The modern dress makes little sense and where are the British singers? The Royal Opera’s Nabucco is an unmerited revival of a poor production
Royal Opera House, London Until January 23
After the auspicious debut in Tosca of Tunbridge Wells’s Freddie De Tommaso, an English singer getting his due at the Royal Opera, it was business as usual with this Nabucco.
An unmerited revival of a poor production by the Italian Daniele Abbado, it had so many Russian and Slavonic singers, reading the list is like taking an eye test.
Abbado’s modernish dress take appears to have something to do with a post-holocaust world, but lacks clarity and makes little sense.
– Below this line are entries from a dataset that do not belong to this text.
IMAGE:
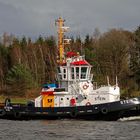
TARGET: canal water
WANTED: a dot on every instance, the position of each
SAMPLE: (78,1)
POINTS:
(125,129)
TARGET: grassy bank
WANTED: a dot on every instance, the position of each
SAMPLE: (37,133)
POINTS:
(14,99)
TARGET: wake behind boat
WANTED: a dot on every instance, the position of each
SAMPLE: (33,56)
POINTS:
(73,95)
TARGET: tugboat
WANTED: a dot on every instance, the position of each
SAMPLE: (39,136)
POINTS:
(74,95)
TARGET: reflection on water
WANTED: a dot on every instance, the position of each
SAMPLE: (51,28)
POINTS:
(69,130)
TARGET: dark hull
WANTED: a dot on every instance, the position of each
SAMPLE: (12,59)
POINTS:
(107,111)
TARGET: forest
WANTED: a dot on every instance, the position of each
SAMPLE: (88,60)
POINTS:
(25,64)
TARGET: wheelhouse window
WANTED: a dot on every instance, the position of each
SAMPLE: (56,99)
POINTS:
(83,72)
(64,73)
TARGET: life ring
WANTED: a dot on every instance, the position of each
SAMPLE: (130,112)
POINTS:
(17,115)
(104,110)
(2,112)
(88,103)
(7,102)
(85,86)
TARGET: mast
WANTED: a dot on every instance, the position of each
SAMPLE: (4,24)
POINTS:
(61,29)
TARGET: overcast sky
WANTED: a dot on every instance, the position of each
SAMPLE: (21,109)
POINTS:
(36,17)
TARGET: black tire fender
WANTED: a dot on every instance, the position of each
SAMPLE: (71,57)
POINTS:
(2,112)
(17,115)
(74,114)
(104,110)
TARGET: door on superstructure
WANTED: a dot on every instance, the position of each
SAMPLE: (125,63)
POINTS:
(48,100)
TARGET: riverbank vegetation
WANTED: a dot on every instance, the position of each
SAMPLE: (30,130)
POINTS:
(25,64)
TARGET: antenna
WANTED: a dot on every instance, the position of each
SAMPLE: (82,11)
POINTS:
(61,30)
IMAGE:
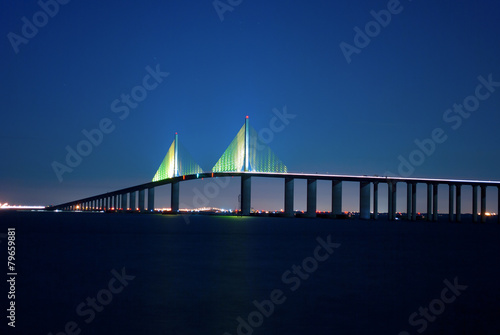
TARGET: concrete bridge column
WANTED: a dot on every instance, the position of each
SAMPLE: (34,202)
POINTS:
(141,200)
(483,203)
(394,199)
(375,200)
(289,192)
(390,210)
(311,197)
(174,197)
(364,200)
(151,199)
(498,208)
(124,204)
(132,202)
(408,201)
(451,203)
(429,202)
(246,194)
(435,202)
(413,201)
(336,197)
(474,203)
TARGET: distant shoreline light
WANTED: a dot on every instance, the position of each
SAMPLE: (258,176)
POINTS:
(7,206)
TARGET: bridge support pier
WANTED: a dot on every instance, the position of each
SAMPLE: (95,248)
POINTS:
(311,197)
(124,202)
(289,189)
(429,202)
(132,204)
(246,194)
(498,208)
(413,201)
(364,200)
(435,202)
(451,203)
(474,203)
(408,201)
(174,197)
(391,200)
(483,203)
(141,200)
(337,197)
(151,199)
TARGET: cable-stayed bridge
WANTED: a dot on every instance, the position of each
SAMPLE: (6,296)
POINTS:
(247,157)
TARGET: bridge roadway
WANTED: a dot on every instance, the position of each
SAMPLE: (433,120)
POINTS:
(120,200)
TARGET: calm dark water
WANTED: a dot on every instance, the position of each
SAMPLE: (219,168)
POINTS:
(201,277)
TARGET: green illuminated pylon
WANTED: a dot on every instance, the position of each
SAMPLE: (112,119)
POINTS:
(177,162)
(247,152)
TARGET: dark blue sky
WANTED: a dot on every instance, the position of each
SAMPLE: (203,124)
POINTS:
(351,118)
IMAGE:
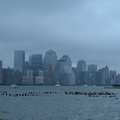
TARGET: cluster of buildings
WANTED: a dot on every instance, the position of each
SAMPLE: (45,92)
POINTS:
(48,70)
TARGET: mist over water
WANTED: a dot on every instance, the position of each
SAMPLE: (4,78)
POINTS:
(53,104)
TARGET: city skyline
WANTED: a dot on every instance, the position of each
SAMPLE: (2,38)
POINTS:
(82,29)
(28,57)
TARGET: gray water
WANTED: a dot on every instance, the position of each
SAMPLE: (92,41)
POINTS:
(59,106)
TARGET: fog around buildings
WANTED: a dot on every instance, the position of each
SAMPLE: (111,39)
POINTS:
(48,70)
(82,29)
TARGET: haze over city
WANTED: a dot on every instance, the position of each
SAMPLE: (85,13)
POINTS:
(82,29)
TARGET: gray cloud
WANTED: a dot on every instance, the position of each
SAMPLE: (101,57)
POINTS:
(83,29)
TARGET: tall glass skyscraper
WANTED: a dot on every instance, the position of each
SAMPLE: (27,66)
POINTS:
(35,62)
(49,62)
(19,59)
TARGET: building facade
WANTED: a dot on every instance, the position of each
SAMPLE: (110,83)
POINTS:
(19,59)
(49,62)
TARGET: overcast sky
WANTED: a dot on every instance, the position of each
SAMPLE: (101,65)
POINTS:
(83,29)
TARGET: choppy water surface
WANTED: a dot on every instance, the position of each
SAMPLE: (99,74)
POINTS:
(59,103)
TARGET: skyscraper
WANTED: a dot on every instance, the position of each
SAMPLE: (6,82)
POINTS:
(92,68)
(63,71)
(81,75)
(19,59)
(0,72)
(35,62)
(49,62)
(81,66)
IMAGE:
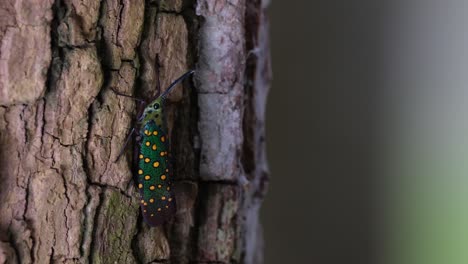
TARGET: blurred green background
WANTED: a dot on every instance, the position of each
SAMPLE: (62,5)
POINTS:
(367,133)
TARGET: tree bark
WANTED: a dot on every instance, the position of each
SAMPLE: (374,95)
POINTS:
(63,199)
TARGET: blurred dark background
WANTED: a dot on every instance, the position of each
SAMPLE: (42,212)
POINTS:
(367,132)
(320,131)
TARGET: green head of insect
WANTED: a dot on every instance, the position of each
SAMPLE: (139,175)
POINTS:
(154,110)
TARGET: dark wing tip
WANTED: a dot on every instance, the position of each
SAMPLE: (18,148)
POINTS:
(162,217)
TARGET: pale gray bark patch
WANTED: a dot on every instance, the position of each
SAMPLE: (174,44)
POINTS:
(63,198)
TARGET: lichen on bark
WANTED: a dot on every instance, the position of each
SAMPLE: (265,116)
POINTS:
(63,198)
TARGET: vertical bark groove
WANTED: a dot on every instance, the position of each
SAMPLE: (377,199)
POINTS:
(63,198)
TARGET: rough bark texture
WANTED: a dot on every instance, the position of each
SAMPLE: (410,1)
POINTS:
(62,198)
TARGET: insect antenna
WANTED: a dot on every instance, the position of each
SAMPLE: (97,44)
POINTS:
(173,84)
(128,96)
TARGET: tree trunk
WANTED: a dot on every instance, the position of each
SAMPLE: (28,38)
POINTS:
(62,197)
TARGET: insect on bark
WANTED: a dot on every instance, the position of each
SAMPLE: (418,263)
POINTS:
(153,168)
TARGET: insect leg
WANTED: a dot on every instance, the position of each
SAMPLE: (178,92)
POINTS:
(125,145)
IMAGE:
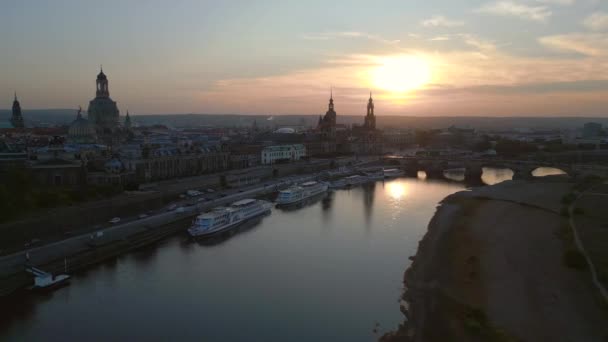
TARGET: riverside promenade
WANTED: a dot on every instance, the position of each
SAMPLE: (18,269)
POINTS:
(147,229)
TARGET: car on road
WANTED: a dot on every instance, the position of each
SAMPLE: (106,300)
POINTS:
(193,193)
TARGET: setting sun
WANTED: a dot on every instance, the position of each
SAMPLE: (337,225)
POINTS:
(401,73)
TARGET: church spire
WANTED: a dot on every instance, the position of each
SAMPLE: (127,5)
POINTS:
(102,84)
(17,117)
(128,120)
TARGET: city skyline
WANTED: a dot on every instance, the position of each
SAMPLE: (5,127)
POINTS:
(444,58)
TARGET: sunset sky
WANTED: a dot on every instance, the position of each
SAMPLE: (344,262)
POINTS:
(433,57)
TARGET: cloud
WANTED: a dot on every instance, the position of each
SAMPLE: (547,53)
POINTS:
(514,9)
(589,44)
(597,21)
(557,2)
(349,34)
(441,21)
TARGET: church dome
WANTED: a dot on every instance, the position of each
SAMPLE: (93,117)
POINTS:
(81,131)
(114,166)
(101,76)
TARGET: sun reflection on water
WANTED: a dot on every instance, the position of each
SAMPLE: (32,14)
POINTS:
(396,190)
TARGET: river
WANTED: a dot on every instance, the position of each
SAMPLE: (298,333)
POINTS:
(329,271)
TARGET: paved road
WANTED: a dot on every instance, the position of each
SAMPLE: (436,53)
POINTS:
(13,263)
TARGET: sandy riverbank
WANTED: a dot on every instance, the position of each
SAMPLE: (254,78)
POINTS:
(490,269)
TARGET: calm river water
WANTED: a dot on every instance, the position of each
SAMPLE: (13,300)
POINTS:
(329,271)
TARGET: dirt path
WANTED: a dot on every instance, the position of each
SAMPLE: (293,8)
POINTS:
(491,269)
(529,292)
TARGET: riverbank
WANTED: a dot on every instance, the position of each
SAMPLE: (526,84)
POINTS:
(490,269)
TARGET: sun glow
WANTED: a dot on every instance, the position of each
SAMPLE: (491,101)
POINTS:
(401,73)
(396,190)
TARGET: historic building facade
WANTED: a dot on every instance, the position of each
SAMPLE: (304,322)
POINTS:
(366,139)
(103,113)
(17,117)
(327,123)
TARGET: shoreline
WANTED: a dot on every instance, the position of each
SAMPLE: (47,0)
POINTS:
(490,268)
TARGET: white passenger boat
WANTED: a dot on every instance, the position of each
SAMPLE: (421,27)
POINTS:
(356,180)
(341,171)
(298,193)
(47,281)
(223,218)
(375,175)
(339,184)
(392,173)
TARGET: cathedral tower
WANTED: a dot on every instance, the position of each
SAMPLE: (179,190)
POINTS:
(17,118)
(103,113)
(370,118)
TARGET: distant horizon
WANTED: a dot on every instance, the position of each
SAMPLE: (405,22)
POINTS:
(522,116)
(438,58)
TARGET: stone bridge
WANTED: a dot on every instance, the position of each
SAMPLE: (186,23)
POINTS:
(522,169)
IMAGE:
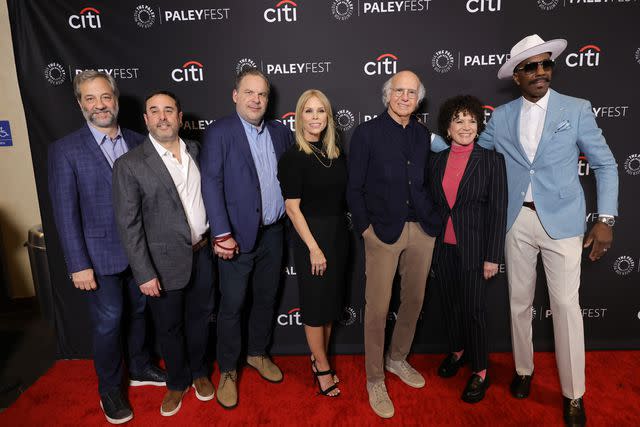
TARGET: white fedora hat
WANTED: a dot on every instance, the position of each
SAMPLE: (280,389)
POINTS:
(526,48)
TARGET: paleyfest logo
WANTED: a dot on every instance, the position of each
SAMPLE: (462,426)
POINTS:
(245,63)
(344,120)
(55,73)
(632,165)
(488,111)
(442,61)
(342,9)
(144,16)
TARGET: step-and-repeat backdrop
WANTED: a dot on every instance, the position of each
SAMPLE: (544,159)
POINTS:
(347,48)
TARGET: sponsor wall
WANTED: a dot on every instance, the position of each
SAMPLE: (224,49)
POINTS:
(347,48)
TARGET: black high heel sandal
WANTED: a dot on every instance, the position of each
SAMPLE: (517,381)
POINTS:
(316,374)
(333,372)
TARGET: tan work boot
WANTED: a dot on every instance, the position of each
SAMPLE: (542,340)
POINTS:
(204,389)
(266,368)
(228,390)
(379,400)
(404,371)
(171,402)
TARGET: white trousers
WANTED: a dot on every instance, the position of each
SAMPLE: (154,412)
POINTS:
(561,259)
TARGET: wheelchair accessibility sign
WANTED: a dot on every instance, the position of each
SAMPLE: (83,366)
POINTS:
(5,134)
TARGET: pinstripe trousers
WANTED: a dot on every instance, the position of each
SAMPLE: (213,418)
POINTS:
(463,300)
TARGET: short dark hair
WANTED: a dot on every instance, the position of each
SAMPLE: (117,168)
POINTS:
(460,104)
(163,92)
(250,71)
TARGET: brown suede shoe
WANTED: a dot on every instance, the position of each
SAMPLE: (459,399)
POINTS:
(171,402)
(266,368)
(204,389)
(228,390)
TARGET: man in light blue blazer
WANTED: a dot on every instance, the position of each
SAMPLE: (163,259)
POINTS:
(541,135)
(80,172)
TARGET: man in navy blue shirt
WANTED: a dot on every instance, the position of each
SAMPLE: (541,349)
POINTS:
(392,209)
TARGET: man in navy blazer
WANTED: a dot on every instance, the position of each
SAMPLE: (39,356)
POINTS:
(392,209)
(80,171)
(244,204)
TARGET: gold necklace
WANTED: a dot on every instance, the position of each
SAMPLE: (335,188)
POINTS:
(317,151)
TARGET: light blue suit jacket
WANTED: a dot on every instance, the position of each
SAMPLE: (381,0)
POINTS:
(569,129)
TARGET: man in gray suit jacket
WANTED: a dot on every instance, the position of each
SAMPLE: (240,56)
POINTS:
(163,227)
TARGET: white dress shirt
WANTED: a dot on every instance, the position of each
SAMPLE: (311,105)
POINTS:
(532,116)
(186,177)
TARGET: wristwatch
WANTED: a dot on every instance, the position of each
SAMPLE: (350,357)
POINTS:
(609,220)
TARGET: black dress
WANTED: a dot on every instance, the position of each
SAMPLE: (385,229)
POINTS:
(322,193)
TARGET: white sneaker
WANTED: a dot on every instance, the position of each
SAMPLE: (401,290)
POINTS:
(379,400)
(405,372)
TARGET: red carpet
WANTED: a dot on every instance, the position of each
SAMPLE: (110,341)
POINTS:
(67,395)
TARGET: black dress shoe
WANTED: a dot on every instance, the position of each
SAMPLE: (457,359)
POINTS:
(574,415)
(115,407)
(152,375)
(450,365)
(521,386)
(475,389)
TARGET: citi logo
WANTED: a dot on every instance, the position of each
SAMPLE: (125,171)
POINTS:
(191,71)
(89,17)
(289,120)
(290,318)
(285,11)
(587,56)
(474,6)
(387,63)
(488,111)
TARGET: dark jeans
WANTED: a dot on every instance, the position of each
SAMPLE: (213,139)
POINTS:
(261,269)
(463,302)
(117,308)
(182,320)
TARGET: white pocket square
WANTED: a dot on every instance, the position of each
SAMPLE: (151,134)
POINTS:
(563,125)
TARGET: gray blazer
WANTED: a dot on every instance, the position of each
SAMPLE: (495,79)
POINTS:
(151,221)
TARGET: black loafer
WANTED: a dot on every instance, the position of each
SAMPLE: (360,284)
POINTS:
(475,389)
(521,386)
(152,375)
(115,407)
(574,415)
(450,365)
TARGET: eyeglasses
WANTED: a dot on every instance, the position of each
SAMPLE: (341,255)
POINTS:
(532,67)
(411,93)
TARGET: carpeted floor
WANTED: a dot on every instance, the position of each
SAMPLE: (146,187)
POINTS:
(66,395)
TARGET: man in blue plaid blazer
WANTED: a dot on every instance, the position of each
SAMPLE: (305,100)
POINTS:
(80,169)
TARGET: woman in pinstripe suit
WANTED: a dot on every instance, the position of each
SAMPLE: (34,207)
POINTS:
(469,187)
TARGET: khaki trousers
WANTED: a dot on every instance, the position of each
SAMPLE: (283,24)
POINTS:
(561,259)
(412,253)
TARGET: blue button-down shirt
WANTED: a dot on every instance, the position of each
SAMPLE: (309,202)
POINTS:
(264,158)
(111,148)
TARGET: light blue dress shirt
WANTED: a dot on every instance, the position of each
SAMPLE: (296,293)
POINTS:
(264,158)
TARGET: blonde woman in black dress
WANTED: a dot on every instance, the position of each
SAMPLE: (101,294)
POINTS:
(313,177)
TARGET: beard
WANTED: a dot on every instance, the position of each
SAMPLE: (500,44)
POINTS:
(92,116)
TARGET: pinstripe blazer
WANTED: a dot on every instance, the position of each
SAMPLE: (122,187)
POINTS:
(80,189)
(479,213)
(151,219)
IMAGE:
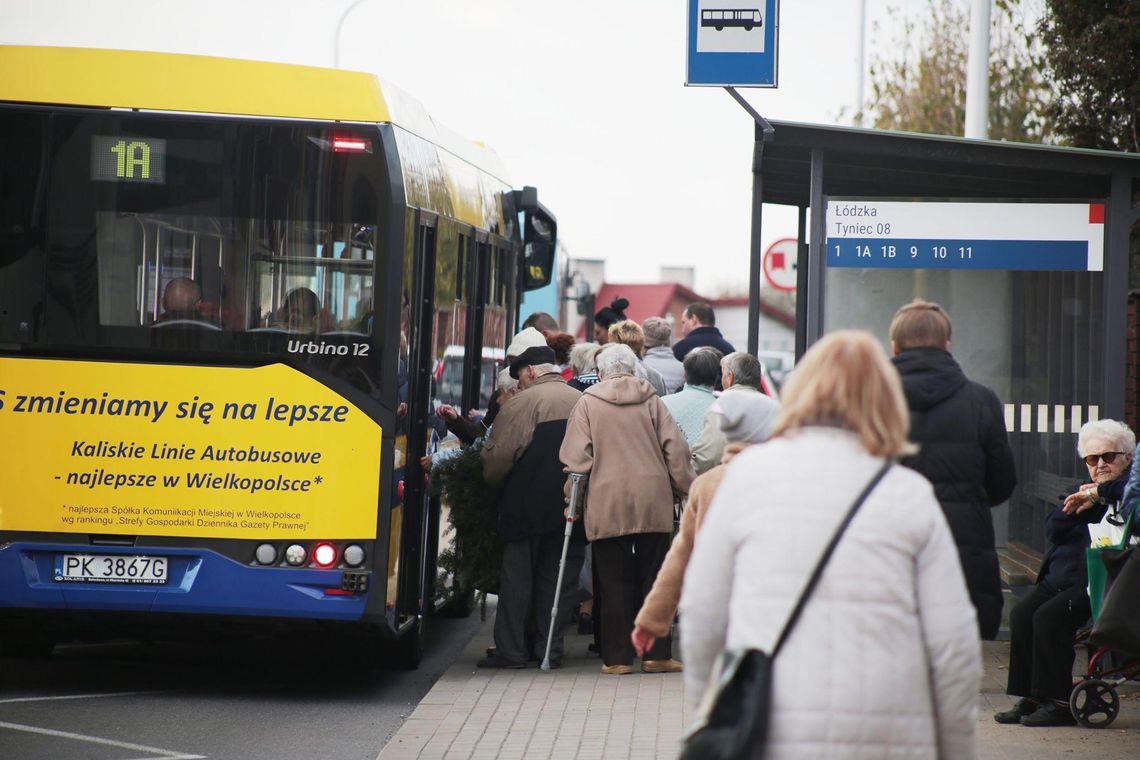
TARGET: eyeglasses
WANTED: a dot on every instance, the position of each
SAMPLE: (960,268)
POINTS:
(1109,457)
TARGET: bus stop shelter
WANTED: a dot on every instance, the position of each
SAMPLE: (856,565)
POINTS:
(1042,325)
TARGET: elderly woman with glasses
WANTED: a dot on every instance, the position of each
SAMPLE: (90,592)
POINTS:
(1044,622)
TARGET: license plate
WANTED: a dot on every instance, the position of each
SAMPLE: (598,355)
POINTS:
(112,569)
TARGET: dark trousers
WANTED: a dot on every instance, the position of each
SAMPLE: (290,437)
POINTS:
(529,574)
(626,568)
(1042,627)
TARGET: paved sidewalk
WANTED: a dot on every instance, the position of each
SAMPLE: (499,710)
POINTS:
(577,712)
(1121,741)
(571,712)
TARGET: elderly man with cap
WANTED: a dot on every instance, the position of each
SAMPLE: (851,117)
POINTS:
(521,456)
(740,373)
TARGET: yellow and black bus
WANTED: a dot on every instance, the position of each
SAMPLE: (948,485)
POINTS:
(225,288)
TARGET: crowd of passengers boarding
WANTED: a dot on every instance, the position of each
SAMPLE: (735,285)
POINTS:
(895,620)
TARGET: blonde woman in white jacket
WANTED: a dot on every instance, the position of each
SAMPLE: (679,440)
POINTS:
(885,660)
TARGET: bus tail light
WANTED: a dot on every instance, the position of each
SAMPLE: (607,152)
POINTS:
(353,555)
(324,555)
(266,554)
(345,144)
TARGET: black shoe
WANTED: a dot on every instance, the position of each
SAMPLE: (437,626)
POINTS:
(1050,714)
(496,661)
(1024,707)
(585,623)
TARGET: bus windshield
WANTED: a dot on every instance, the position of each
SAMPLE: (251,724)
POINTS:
(226,234)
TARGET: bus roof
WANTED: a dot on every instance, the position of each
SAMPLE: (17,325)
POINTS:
(203,84)
(164,81)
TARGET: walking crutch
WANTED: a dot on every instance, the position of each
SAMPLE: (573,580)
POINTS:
(571,513)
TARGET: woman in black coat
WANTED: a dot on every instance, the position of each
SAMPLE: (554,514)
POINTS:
(1044,622)
(963,447)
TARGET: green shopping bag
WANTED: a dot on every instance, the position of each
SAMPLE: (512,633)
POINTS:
(1098,572)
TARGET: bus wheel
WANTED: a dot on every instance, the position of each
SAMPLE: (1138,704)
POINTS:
(409,648)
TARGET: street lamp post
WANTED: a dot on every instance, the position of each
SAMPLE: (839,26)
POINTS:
(336,34)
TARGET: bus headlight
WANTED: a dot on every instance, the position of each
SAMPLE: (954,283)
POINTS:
(353,555)
(324,555)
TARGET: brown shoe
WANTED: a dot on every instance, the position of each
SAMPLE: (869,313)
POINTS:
(661,667)
(617,670)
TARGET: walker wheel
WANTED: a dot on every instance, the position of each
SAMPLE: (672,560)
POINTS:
(1094,703)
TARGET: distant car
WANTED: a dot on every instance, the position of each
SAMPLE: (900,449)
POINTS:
(778,362)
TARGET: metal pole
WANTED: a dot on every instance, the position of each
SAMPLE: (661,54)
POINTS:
(861,64)
(815,254)
(336,34)
(801,271)
(977,73)
(755,254)
(571,513)
(766,132)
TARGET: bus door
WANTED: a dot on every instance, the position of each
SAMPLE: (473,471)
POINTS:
(415,575)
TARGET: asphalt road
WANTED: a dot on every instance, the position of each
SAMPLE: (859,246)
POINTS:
(241,700)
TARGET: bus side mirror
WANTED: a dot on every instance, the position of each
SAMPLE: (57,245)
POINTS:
(538,239)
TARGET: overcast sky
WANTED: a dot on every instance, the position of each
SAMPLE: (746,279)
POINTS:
(583,99)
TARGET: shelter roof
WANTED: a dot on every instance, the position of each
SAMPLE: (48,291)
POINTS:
(864,162)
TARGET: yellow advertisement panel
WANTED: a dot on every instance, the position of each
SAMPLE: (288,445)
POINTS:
(263,452)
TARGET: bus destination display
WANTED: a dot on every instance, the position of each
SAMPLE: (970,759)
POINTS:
(129,160)
(966,235)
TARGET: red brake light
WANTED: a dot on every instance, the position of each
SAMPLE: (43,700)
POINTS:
(351,145)
(324,555)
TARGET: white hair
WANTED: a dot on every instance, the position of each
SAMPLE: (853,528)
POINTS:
(1121,435)
(545,369)
(616,358)
(505,383)
(581,358)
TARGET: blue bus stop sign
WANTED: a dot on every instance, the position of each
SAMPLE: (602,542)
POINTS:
(732,42)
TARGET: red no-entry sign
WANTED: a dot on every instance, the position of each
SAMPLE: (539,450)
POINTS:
(780,263)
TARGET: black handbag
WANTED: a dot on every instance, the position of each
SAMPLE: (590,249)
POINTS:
(737,721)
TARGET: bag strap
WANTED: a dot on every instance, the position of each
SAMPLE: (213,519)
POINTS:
(827,555)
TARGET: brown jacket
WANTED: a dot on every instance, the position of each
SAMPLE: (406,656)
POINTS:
(623,436)
(521,455)
(657,613)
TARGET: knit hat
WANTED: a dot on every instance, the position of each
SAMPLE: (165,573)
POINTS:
(537,354)
(527,338)
(746,417)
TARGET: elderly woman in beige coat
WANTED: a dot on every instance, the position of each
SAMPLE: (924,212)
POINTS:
(637,462)
(885,660)
(743,419)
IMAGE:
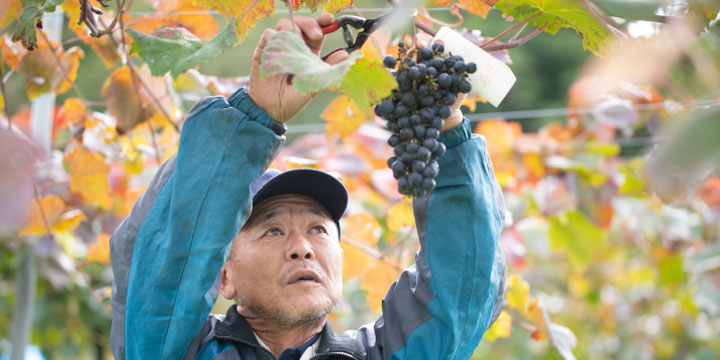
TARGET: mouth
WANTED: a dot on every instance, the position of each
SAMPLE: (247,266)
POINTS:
(304,276)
The singers are led by Liudmyla Monastyrska (above, right, with Vasilisa Berzhanskaya and Najmiddin Mavlyanov) as Abigaille, Nabucco’s renegade daughter
The veteran Israeli conductor Daniel Oren makes yet another, in my view, unmerited return to Covent Garden.
He contributes his usual rough-and-ready performance, which perhaps works better in Nabucco than elsewhere, because this Verdi piece is itself rough-and-ready.
The singers are led by Liudmyla Monastyrska as Abigaille, Nabucco’s renegade daughter.
Great things were predicted for her in the Noughties, most of which have not happened. But it’s still a big and striking voice, even if now a bit frayed at the edges.
Also of interest was Alexander Vinogradov’s High Priest. A singer possessed of all the notes in this low-lying part is always welcome.
As for the rest, it’s hard to know why it was felt necessary to import them, except for a prejudice against British or British-based singers.
It’s actually disgraceful that only one small part here is assigned to a British singer. Casting at Covent Garden needs a good shake-up.
The chorus was masked, and some performances have been cancelled. An unjustifiable decision, for which Covent Garden may expect Government compensation, but doesn’t deserve it.
Anna Netrebko is due to join the cast for the January performances. But I wouldn’t bet the ranch on it.